Written and directed by Becca Roth Yeah, Love follows Emily (with two m’s) on her journey from teen infatuation to teen romance. The film is a delightful look at a young girl discovering much about herself and her place in life.
Emily (Crystal Franceschini) has a crush on an older student. The girl’s name is Milo (Paton Ashbrook) and she is being chased by a lacrosse player and his two pals. Emily lives with her dad (Timothy J. Cox) and she is a shy girl who worships Milo from afar.
The path to true love is not necessarily easy, despite a promising start. Franceschini provides narration for the film which allows us to hear her thoughts. The teen worries that she is being obsessive about Milo and goes to see a school counselor.
Emily’s visit is, perhaps, the funniest bit of the film. She tells the woman she thinks she may be gay. “But you’re dressed like a cupcake,” exclaims the school official. A woman who clutches a hand puppet in her left hand. She and the puppet urge Emily to hold out for a boyfriend.
As amusing as that sequence is, it also points out a problem with the school system. The counselor’s refusal to recognize that Emily is gay is almost more disturbing than amusing.
Overall the film is a cute look at teen love and one girl discovering who she really is. Franceschini is effective as the infatuated teen. Ashbrook, despite being less fleshed out as a character, is believable as the girl that Emily falls for.

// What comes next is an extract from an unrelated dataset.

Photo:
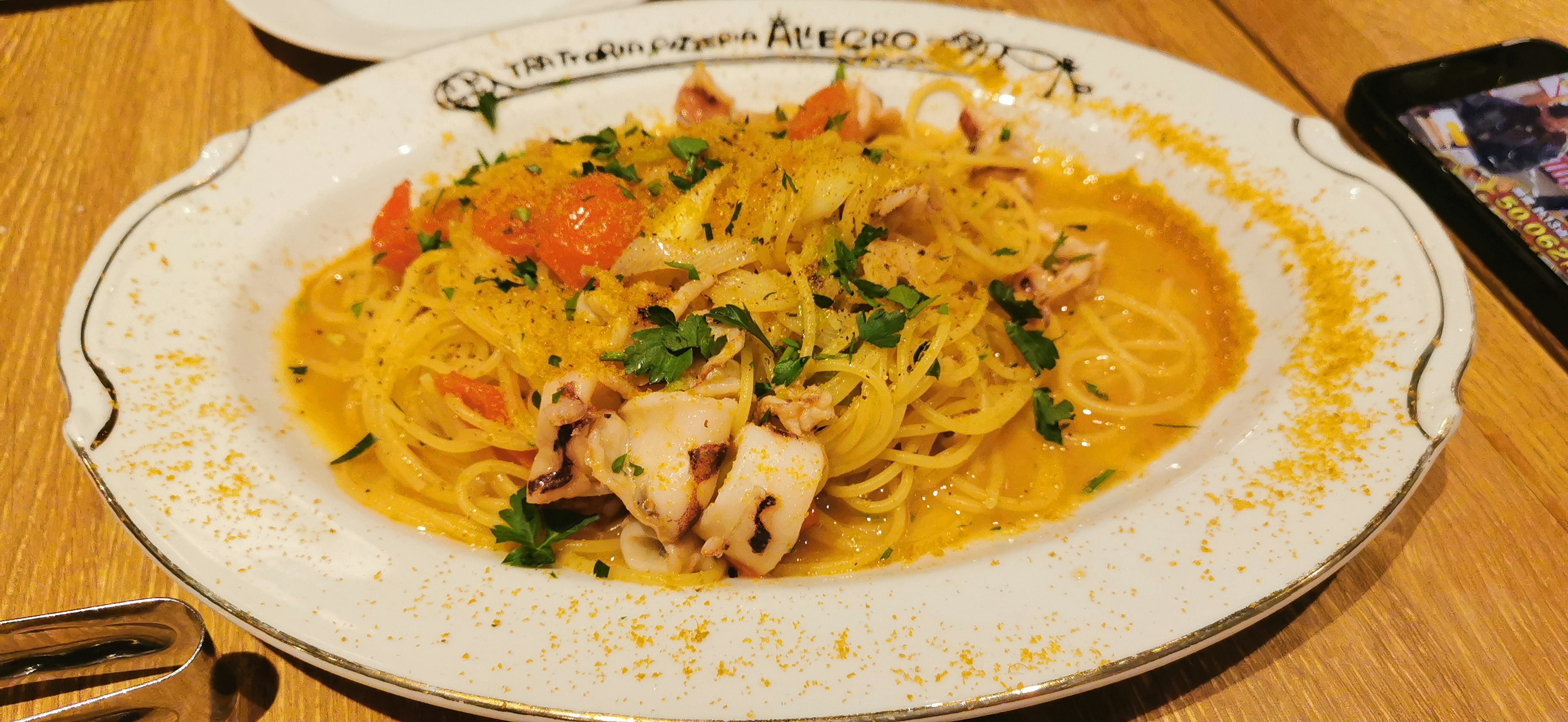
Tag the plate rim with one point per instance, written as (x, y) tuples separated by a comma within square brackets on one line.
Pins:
[(1451, 359)]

On a sidenote, Ashbrook is the daughter of Lorenzo Lamas. She has a minimum of lines, but, it is plain to see she is a chip off the old block.
Roth does a good job on editing the picture and shares cinematography and boom mike duties with Aaron Fisher. Which brings up the one complaint about the film; the sound. In the external scenes where Emily and Milo talk in the park, the sound is uneven and somewhat mismatched. The problem may have been a lack of layering but it was distracting.
Regardless of the sound issue, the film fully classifies as a “feel good” movie. We get behind Emily in her search for love. Timothy J. Cox manages to convince as the “Mid-LIfe” crisis dad who knows when a hug is needed.
Yeah, Love was Roth’s first effort as a writer and director. The film shows a deft touch and impressive confidence that signifies that she is one to watch. A 3.5 star film that entertains solidly.